Terdakwa korupsi Hasto Kristiyanto menjalani sidang di Pengadilan Tipikor Jakarta. (Fakta.com/Dhia Oktoriza)
Fakta.com, Jakarta - Tim hukum Hasto Kristiyanto menilai Jaksa Penuntut Umum (JPU) dari Komisi Pemberantasan Korupsi (KPK) tidak menjawab sejumlah poin krusial dalam tanggapan terhadap eksepsi yang mereka ajukan.
Hal ini disampaikan oleh Febri Diansyah, salah satu anggota tim hukum Hasto, usai sidang di Pengadilan Tindak Pidana Korupsi pada Pengadilan Negeri Jakarta Pusat, Kamis (27/3).
"Kalau kemarin kami mengajukan eksepsi sekitar 130 halaman, tadi penuntut KPK hanya menjawab 30 halaman. Kami melihat ada beberapa aspek penting yang justru tidak dijawab dalam tanggapan penuntut umum tadi," ujar Febri.
Menurutnya, ada tujuh poin yang tidak dijawab oleh JPU, padahal poin-poin tersebut dianggap cukup krusial dalam menyoroti sejumlah pelanggaran aturan hukum sejak tahap penyidikan hingga penuntutan.

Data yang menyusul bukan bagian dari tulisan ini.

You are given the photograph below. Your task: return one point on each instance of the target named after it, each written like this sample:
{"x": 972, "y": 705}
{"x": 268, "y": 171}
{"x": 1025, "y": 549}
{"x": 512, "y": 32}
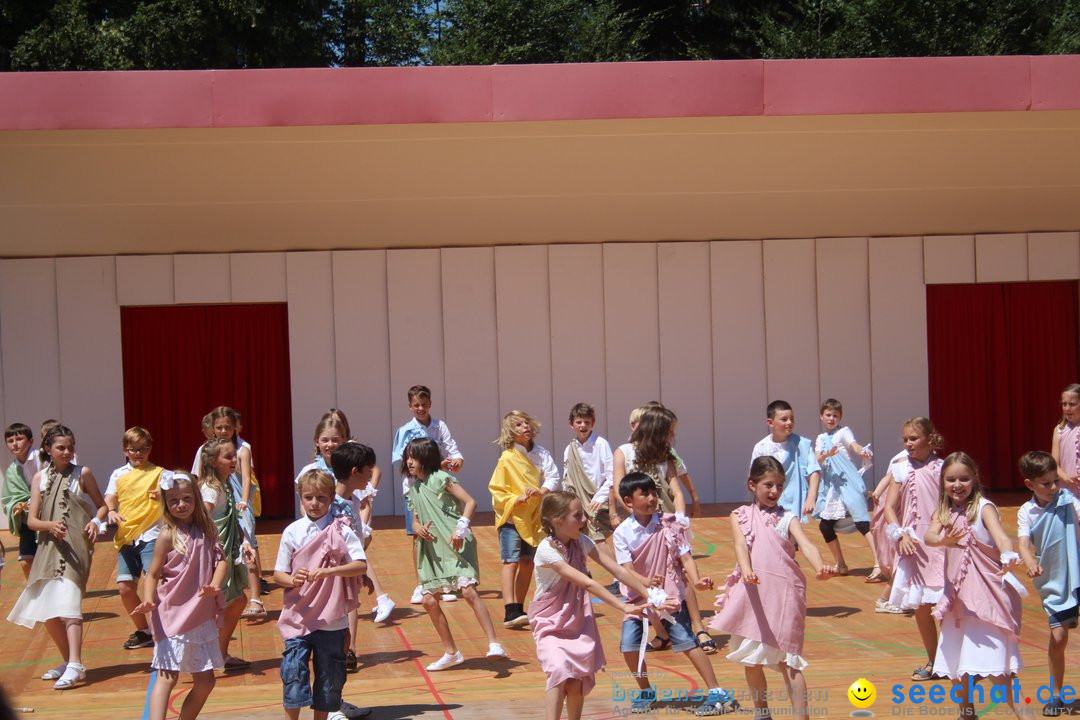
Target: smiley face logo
{"x": 862, "y": 693}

"Sehingga kalau proses sebelumnya bermasalah, maka seharusnya proses berikutnya, termasuk dakwaan ini, juga bermasalah secara hukum," lanjutnya.
Beberapa poin yang dinilai tidak dijawab oleh JPU antara lain terkait proses penyidikan yang disebut tidak sesuai prosedur hukum, penandatanganan Surat Perintah Penyidikan (Sprindik) oleh pejabat yang sudah tidak memiliki kewenangan berdasarkan Undang-Undang KPK terbaru, serta pertentangan antara dakwaan dengan putusan sebelumnya.
Febri menyoroti pernyataan JPU yang menyebut bahwa poin-poin yang diajukan dalam eksepsi merupakan ranah praperadilan. Menurutnya, ada inkonsistensi karena KPK sebelumnya mempercepat pelimpahan perkara sehingga praperadilan yang diajukan tim hukum Hasto dinyatakan gugur.
"Di satu sisi, penuntut mengatakan tujuh poin itu ranah praperadilan. Tapi di sisi lain, KPK justru mempercepat pelimpahan perkara dalam waktu satu hari setelah dinyatakan lengkap, sehingga praperadilan tidak dapat diterima," ujarnya.
Selain itu, tim hukum Hasto juga mengkritisi argumentasi JPU mengenai pasal obstruction of justice yang disebut sebagai delik formil. Menurut Febri, sejak putusan Mahkamah Konstitusi (MK) tahun 2016, terdapat pergeseran hukum yang membuat pasal tersebut lebih tepat dikategorikan sebagai delik material.
"Penuntut umum hanya mengambil bagian yang dipandang menguntungkan untuk dakwaannya. Padahal, dalam putusan MK 2016, ada perubahan signifikan yang mengharuskan adanya pembuktian dampak," tegasnya.
Dalam persidangan, tim hukum Hasto juga menyerahkan sepuluh lampiran bukti yang terdiri dari sejumlah dokumen terkait perkara. Selain itu, mereka juga mengajukan hasil eksaminasi dari delapan hingga sembilan ahli hukum yang menyoroti porsi keterlibatan Hasto dalam dua putusan sebelumnya.
"Kami berharap Majelis Hakim dapat mempertimbangkan secara objektif hasil eksaminasi ini, karena dalam dua putusan sebelumnya, tidak ada dugaan keterlibatan Pak Hasto sebagai pemberi suap," kata Febri.
Sidang akan berlanjut dengan agenda pemeriksaan saksi-saksi yang akan dihadirkan oleh JPU dalam pekan mendatang.